I have not the honor of knowing Miss Gish personally and I am afraid that any expression of feeling addressed to her she might consider impertinent. I merely wish to tell you that her performance seems to me to be the most superlatively exquisite and poignantly enchaining thing that I have ever seen in my life.

I remember seeing Duse in this country many years ago, when I imagine she must have been at the height of her powers—also Madame Bernhardt—and for sheer technical brilliancy and great emotional projection, done with an almost uncanny simplicity and sincerity of method, it is great fun and a great stimulant to see an American artist equal, if not surpass, the finest traditions of the theatre.

I wonder if you would be good enough to thank Miss Gish from all of us who are trying to do the best we know how in the theatre.

Believe me,

Yours very sincerely,

John Barrymore

Mrs. Gish, who was not a motion-picture enthusiast, made a single comment:

“Well, young lady,” she said, “you’ve set quite a high mark for yourself. How are you going to live up to it?”


THE RIVER SCENE IN “WAY DOWN EAST”


“Way Down East” was one of the most popular and profitable pictures ever made. Net returns from it ran into the millions. It has had several revivals, and at the present writing (Winter, 1931), is being shown at the Cameo Theatre, New York, “with sound.” Its day, however, is over. Taste has changed—has become what an older generation might regard as unduly sophisticated, depraved. This, with mechanical advancement—the talking feature, for instance—tells the story. A picture of even ten years ago—five years ago—is without a public.

“Way Down East” is a melodrama, but one that at moments rises to considerable heights.

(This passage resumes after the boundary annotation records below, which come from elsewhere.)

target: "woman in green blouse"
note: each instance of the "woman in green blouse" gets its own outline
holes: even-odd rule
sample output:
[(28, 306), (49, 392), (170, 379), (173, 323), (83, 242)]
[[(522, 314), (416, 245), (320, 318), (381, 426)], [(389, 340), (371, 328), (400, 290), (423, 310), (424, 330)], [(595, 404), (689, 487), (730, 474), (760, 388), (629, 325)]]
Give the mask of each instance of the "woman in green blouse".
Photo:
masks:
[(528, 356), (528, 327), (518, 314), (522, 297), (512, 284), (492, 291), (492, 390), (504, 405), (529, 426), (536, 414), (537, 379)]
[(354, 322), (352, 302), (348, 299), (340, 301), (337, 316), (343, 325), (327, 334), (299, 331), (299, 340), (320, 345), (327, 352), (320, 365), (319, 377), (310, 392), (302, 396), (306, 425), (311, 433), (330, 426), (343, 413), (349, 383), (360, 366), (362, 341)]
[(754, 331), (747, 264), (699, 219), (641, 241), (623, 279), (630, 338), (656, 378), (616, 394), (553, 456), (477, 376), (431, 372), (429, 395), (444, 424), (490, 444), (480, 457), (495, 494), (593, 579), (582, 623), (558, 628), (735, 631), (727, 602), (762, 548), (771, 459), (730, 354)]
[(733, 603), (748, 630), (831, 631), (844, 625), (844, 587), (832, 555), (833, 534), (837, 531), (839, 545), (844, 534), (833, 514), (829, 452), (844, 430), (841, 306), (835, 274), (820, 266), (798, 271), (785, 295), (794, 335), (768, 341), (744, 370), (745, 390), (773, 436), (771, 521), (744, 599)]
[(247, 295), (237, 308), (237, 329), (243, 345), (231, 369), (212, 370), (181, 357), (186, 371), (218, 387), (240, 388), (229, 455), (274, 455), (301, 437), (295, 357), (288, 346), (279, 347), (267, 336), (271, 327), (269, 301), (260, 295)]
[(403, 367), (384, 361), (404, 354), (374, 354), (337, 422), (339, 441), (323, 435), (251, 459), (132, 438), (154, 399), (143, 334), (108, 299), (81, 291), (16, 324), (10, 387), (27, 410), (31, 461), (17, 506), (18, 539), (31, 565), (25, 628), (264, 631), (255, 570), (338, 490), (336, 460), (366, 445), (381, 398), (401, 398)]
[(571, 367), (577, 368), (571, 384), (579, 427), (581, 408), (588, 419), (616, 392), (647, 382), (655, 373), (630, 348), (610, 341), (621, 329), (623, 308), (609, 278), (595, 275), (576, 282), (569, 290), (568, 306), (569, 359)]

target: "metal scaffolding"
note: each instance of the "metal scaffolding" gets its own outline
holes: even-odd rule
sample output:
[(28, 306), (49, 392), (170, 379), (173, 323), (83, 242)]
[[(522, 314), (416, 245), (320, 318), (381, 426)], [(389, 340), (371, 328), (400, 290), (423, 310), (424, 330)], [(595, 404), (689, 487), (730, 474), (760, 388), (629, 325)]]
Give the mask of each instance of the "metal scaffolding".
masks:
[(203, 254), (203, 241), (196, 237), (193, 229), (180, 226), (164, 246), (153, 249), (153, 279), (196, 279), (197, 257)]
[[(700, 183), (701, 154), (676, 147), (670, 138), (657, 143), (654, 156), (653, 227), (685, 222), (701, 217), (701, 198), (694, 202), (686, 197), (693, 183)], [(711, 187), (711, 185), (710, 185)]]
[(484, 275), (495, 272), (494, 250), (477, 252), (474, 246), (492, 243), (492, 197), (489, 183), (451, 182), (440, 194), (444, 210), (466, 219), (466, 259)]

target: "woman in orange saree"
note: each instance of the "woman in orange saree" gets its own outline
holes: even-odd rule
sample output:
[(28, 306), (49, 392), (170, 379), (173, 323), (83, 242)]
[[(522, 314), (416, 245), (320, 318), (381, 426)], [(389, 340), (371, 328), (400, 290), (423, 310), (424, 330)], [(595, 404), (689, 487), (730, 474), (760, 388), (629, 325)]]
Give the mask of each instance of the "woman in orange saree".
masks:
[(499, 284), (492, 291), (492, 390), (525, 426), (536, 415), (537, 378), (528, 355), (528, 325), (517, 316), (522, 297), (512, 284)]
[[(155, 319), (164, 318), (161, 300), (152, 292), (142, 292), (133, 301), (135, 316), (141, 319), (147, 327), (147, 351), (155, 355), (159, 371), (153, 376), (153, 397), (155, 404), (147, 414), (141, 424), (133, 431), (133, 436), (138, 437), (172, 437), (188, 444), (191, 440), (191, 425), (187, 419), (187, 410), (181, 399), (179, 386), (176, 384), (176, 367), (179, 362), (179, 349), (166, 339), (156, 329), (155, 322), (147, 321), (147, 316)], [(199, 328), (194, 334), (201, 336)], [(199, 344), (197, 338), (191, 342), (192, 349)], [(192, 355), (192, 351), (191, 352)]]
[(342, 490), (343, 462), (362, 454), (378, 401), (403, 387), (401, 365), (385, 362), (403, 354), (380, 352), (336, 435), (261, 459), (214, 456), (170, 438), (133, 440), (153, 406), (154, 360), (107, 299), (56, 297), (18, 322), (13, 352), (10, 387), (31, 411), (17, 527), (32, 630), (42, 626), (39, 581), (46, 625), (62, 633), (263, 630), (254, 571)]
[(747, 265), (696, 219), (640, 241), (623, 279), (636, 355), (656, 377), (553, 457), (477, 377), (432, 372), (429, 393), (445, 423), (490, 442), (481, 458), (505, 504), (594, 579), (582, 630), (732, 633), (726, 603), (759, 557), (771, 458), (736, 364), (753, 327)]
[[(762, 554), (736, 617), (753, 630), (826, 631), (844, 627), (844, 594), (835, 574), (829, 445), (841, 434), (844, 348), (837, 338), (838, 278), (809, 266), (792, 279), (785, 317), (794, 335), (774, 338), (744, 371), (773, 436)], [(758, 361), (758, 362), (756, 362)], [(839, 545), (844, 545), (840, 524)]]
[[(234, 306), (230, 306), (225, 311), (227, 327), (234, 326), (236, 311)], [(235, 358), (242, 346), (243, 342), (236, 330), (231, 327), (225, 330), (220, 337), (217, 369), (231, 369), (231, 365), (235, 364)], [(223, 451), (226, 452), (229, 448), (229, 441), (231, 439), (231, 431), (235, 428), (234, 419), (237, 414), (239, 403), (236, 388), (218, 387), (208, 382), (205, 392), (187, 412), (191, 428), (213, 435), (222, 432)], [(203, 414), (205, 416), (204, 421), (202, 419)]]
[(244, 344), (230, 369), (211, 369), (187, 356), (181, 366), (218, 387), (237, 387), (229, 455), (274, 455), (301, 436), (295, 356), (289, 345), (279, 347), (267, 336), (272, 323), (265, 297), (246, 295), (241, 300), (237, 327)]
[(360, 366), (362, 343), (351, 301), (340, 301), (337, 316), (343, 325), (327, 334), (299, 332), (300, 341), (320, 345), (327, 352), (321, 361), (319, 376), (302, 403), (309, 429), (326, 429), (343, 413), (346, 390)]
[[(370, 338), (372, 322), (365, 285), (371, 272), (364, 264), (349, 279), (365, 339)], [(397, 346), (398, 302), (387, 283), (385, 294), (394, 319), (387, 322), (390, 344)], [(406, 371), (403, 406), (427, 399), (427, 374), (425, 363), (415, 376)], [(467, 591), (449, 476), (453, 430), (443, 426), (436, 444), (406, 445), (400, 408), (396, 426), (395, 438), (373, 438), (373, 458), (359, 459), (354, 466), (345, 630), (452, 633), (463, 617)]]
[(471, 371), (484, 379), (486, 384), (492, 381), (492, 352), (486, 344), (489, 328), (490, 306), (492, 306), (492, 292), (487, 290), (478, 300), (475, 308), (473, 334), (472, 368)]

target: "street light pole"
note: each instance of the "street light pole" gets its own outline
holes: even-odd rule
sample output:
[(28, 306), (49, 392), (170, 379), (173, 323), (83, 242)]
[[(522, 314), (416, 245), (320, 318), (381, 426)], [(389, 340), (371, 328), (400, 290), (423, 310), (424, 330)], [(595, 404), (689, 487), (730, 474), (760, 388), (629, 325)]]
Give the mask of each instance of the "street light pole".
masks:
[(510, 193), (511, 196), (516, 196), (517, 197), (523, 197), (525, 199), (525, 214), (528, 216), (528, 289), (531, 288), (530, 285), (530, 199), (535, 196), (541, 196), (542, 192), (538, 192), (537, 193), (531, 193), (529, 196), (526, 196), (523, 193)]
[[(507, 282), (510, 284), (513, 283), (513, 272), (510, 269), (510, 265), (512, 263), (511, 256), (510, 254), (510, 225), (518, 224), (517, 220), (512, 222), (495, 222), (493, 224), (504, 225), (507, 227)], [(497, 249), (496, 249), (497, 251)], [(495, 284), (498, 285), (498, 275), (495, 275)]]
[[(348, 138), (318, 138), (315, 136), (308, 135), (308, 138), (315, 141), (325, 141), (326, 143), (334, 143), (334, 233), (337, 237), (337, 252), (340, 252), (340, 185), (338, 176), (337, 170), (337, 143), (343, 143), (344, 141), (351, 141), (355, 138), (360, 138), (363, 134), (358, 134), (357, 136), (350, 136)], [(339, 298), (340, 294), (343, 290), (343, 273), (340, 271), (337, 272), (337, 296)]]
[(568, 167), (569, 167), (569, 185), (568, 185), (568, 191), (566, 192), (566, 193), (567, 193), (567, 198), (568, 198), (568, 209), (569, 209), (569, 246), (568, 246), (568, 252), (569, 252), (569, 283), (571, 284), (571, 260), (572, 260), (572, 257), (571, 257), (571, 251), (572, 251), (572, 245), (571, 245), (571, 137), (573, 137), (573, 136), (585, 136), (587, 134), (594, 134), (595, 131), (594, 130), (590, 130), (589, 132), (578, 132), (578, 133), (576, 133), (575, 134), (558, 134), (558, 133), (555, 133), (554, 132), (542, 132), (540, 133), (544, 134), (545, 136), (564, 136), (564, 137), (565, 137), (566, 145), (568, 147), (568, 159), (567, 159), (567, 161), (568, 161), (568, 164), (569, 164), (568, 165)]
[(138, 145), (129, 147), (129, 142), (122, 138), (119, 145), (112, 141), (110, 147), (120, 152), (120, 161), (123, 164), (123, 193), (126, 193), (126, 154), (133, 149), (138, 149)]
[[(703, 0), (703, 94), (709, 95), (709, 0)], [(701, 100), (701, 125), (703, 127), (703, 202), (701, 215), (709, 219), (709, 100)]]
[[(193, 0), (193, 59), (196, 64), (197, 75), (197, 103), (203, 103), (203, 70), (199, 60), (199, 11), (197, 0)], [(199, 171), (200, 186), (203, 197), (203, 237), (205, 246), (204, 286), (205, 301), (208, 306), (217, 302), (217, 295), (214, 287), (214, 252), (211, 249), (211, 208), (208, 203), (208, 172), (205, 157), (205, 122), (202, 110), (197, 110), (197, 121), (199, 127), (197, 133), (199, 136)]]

Putting aside the spectacular features of the picture—the blizzard and the ice-drift, where melodrama is raised to the nth degree—the scene where the villain reveals to his victim that their marriage was a mockery, the scene where Anna Moore, about to be turned out into the storm, denounces her betrayer, and the baptismal scene, already mentioned, are drama, and, as Lillian Gish gave them, worthy.

And, after all, what is, and is not, melodrama—and cheap. Cheap—because it is human. That is why we have invented for ourselves a hereafter—a place away from it all—of rest by green fields and running brooks. Very well, let us agree that the play was cheap, especially the comedy, which was low comedy and about the record in that direction. But if Lillian’s acting was cheap, and poor, then there is very little to be said for any acting, which, God knows, may be true enough, after all!